Why Japanese Games Are Breaking Up With the West

I don’t get a chance to play as many video games as I used to, but when I do, they tend to be reissues of old Super NES RPGs like Dragon Quest or Final Fantasy or visual novels like Jake Hunter or Hotel Dusk. While I cannot deny the obvious advancements in graphics and AI in contemporary console games, I would also argue that many of the newer games do nothing for me (with the exception of the Fable franchise–those games are a blast).

In “Why Japanese Games are Breaking Up with the West“, a 2011 essay published at 1UP, Ryan Winterhalter argues that Japan has also stubbornly clung to the older 2D style of games, showing little interest in today’s epic shooters and virtual worlds. Japanese game designers, who for years maintained the hallmark for quality console games, have apparently lost the zeitgeist while continuing to pursue  their own, arguably more interesting, path. Winterhalter’s essay makes for some fascinating reading.

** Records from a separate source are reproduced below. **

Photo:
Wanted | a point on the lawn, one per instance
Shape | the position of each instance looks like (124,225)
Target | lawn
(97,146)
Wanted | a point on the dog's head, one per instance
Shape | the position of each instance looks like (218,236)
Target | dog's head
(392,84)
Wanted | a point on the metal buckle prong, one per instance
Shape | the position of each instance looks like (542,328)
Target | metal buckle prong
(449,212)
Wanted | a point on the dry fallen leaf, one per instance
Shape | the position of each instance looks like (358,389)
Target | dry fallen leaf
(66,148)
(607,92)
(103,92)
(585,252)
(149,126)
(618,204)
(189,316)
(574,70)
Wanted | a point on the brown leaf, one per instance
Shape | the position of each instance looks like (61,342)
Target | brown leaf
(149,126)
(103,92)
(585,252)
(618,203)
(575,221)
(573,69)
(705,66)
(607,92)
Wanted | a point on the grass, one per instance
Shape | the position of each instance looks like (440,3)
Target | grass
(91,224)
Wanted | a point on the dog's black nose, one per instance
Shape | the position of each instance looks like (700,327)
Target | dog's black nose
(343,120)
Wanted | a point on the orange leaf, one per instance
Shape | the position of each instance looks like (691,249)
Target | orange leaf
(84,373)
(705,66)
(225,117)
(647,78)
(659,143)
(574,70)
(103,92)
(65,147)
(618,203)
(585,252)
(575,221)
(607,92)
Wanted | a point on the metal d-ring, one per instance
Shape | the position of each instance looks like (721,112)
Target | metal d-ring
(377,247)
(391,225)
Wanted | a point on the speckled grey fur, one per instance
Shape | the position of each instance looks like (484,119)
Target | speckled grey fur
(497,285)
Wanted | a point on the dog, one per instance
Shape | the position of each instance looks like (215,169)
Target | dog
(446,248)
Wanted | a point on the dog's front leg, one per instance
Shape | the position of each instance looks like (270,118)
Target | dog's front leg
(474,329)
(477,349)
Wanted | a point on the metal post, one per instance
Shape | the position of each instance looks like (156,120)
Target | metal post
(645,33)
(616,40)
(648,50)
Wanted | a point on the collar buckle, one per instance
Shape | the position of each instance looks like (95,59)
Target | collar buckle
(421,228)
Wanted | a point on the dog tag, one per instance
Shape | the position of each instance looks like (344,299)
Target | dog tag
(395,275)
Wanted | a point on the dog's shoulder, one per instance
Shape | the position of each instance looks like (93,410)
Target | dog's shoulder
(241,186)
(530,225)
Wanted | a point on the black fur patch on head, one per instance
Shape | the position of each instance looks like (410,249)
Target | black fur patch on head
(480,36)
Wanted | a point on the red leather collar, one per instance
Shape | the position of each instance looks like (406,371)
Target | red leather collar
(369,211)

It’s not that Japanese games are bad and western games are good or vice versa, the problem facing fans of Japanese games outside of the country is that the tastes of Japanese gamers are diverging from the rest of the world, thus limiting the commercial appeal of even the biggest titles in Japan. The specialized habits of Japanese adult gamers have left the console space in the country to otaku and their moe. Meanwhile, the Japanese consumers are perfectly content with this state of affairs, because as far as many are concerned they’re not missing out on anything. The gamers have changed more than the games, and while that leaves a lot of old-school fans in Europe and the Americas out in cold the vast majority of consumers around the world seem to feel just fine about the current state of affairs.